SENSIBILIZAÇÃO À DIVERSIDADE LINGUÍSTICA E CULTURAL PARA UMA INSERÇÃO CURRICULAR

1. Da biodiversidade à diversidade linguística e cultural algumas considerações

2.2 Sensibilização à diversidade linguística e cultural pressupostos e dimensões

Tendo como ponto as considerações que tecemos nos pontos anteriores, verificamos a existência de uma vontade política para a criação de condições, em termos curriculares, de uma crescente valorização das línguas e culturas e, naturalmente, para a importância da sensibilização à diversidade linguística e cultural (SDLC). Nesta linha, o desenvolvimento da competência plurilingue para um diálogo intercultural tem-se assumido como um dos vectores essenciais das políticas educativas europeias e nacionais, ganhando especial relevo nos contextos formais de aprendizagem, quer teóricos quer práticos. De facto de acordo com Byram & Planet (2000: 12), ―la communication n‘est pas seulement une question d‘échange d‘informations.
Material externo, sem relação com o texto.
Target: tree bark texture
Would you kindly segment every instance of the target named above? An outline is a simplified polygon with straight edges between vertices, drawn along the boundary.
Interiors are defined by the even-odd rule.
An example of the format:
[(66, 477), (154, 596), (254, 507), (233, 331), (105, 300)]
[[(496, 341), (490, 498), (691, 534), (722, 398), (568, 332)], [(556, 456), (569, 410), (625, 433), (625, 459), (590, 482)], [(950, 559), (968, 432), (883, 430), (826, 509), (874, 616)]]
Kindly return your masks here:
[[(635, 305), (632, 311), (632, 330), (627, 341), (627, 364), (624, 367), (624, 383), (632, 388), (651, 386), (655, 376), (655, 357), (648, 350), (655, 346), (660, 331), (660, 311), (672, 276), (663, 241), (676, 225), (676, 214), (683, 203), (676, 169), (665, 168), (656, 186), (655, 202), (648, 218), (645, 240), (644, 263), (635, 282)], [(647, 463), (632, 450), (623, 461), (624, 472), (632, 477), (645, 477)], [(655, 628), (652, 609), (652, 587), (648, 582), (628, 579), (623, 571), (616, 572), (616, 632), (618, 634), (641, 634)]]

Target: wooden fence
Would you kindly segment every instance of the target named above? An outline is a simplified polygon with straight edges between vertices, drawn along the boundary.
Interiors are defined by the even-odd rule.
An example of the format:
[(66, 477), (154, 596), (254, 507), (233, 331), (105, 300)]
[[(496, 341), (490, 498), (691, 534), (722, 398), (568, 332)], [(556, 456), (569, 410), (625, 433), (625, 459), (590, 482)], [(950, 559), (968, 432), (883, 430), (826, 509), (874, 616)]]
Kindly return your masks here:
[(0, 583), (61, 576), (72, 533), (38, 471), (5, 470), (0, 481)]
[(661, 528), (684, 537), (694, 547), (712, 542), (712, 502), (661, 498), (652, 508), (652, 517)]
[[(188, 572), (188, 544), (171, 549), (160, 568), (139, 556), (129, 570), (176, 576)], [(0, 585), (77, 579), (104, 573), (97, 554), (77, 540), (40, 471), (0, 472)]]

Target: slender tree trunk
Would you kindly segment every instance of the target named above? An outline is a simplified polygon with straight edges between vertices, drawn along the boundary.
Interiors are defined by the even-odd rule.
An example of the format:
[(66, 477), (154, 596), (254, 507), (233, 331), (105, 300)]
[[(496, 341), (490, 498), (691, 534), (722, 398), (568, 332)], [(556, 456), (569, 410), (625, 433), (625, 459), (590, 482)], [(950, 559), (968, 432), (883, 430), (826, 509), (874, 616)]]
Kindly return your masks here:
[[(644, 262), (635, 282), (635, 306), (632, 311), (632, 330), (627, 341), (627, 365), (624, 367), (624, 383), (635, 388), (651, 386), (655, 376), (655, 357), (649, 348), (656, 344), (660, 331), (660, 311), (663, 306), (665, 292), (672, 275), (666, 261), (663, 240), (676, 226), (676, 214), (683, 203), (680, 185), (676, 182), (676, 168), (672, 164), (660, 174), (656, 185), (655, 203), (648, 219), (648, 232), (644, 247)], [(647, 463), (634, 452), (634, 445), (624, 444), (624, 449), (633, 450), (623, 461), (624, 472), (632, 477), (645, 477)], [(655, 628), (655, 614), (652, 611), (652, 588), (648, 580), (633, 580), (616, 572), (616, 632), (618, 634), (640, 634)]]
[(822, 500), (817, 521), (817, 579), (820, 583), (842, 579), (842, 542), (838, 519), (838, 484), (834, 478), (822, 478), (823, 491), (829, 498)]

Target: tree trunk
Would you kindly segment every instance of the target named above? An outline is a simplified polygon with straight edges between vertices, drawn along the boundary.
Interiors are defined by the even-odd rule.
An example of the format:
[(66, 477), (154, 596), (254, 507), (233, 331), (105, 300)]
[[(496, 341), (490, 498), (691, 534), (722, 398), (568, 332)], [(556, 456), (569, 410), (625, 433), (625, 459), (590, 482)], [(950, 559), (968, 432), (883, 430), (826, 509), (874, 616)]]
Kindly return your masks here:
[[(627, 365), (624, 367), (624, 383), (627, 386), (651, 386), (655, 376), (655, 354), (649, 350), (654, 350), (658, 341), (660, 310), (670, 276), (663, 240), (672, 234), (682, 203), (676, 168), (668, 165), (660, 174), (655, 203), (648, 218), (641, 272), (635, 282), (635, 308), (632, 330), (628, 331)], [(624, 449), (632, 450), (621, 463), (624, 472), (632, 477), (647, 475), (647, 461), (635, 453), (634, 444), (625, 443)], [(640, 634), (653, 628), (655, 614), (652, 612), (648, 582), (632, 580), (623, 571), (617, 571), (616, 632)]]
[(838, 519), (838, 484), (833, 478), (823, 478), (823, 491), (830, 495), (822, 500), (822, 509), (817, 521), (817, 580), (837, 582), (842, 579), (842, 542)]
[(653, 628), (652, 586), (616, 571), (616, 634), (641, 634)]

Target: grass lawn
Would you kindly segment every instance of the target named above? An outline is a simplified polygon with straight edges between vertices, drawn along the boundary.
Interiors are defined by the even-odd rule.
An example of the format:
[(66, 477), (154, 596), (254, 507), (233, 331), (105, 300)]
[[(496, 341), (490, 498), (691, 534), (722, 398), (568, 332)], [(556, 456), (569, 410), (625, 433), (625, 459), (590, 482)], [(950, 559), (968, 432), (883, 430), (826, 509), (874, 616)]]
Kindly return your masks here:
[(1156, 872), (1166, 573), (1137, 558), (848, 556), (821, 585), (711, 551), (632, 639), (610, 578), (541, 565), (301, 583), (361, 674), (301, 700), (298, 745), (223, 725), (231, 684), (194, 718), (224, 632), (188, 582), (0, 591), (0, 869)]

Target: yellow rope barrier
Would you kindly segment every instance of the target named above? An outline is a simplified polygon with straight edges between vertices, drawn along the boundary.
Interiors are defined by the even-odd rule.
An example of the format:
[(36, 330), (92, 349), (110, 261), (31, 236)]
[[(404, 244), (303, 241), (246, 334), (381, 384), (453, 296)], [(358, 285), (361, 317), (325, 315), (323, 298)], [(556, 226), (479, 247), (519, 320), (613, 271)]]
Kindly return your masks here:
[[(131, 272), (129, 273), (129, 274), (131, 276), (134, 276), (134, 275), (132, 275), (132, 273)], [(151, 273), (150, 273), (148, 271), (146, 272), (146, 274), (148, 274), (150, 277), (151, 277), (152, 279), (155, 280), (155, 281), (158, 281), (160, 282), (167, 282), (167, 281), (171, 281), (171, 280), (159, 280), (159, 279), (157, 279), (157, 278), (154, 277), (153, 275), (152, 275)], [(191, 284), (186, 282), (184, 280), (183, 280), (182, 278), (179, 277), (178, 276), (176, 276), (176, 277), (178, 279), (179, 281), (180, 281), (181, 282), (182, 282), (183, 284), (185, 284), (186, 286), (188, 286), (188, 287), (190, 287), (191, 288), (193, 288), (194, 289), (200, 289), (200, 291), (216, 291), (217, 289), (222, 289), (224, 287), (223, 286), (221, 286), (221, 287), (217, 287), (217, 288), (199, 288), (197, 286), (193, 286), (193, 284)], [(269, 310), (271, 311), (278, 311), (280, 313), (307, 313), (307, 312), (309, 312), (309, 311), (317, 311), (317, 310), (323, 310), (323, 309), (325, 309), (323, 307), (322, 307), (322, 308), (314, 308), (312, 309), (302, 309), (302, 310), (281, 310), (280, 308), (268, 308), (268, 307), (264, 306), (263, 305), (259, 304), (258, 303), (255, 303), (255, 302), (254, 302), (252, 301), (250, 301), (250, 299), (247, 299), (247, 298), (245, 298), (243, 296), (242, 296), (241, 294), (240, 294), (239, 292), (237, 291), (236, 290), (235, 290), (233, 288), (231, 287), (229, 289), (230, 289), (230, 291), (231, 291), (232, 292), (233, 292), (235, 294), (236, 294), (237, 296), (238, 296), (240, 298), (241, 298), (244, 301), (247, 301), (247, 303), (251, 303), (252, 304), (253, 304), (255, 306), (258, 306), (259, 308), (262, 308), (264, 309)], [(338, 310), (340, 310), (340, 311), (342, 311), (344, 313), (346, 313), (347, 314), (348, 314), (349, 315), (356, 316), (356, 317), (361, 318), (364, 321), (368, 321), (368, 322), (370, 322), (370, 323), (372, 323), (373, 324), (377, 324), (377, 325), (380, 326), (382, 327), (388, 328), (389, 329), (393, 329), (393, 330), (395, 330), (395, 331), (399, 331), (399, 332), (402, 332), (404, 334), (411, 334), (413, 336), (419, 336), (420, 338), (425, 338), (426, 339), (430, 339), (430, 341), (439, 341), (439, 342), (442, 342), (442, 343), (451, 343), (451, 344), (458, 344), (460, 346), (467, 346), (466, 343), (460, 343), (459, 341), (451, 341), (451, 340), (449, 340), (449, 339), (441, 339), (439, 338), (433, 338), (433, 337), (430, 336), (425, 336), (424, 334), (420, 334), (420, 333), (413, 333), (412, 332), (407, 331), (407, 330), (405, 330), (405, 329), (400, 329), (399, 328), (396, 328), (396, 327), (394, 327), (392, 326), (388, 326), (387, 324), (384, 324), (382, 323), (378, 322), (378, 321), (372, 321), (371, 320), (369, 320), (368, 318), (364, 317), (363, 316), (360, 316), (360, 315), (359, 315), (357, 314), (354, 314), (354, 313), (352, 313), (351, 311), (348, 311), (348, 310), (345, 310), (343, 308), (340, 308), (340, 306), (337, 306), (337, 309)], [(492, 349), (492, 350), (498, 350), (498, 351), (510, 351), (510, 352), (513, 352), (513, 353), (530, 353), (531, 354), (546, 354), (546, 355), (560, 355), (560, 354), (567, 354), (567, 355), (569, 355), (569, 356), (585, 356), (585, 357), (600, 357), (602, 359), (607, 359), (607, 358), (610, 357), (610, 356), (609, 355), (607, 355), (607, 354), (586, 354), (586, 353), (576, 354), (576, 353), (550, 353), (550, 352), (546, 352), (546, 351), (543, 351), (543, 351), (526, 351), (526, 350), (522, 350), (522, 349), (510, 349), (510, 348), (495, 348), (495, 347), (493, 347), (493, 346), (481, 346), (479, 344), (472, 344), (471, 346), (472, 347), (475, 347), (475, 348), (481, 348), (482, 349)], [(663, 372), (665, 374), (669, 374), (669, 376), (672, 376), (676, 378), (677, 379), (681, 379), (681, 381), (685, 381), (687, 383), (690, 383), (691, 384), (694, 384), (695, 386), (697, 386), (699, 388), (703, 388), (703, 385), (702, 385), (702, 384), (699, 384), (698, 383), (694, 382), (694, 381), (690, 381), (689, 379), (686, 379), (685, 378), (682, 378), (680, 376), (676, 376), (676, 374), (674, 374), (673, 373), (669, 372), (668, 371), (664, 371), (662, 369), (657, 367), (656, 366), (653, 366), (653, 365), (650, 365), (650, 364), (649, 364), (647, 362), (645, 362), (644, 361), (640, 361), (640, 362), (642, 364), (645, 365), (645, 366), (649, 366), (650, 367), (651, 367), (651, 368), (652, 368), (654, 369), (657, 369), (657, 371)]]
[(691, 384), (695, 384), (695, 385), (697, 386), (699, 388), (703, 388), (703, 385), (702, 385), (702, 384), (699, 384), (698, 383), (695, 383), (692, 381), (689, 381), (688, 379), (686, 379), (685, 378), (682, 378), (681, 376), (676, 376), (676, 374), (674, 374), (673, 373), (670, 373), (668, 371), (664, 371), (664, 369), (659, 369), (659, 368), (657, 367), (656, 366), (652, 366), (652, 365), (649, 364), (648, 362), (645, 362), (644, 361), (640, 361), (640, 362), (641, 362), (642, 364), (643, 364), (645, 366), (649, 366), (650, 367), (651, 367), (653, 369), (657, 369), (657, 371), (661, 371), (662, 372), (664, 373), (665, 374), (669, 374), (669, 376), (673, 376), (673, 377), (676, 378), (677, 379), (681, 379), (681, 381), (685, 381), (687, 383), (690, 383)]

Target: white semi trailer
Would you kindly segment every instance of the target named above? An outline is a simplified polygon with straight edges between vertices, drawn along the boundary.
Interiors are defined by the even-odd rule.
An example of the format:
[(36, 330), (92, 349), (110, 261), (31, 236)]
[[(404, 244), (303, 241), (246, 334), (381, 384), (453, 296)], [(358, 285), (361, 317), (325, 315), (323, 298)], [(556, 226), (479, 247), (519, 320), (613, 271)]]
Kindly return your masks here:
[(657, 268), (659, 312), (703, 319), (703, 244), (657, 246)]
Elle implique également une interaction avec d‘autres individus, la compréhension de leur mode de vie, de leurs croyances, de leurs valeurs et de leur comportement‖.

Neste contexto, a sensibilização à diversidade linguística e cultural pode ser um factor positivo no reforço da imagem da diversidade, procurando que os alunos adquiram interesse e curiosidade por outras línguas e culturas.

Neste sentido, Hawkins (1999) apresenta uma maneira de abordar o estudo das línguas que denomina por language awareness, que incide sobre a consciência linguística, na importância de desenvolver nos alunos saberes sobre a língua, saberes que são mobilizados no contacto e comparação do sistema linguístico do aluno com outros sistemas linguísticos. O autor propõe actividades linguísticas em cinco domínios: a comunicação (descobrir o que faz especificamente a linguagem humana); a diversidade e evolução das línguas assim como o seu funcionamento (normas gramaticais); o seu uso (variedades geográficas, sociais,…); a língua falada e a língua escrita (os diferentes sistemas de leitura e escrita); e a aprendizagem das línguas.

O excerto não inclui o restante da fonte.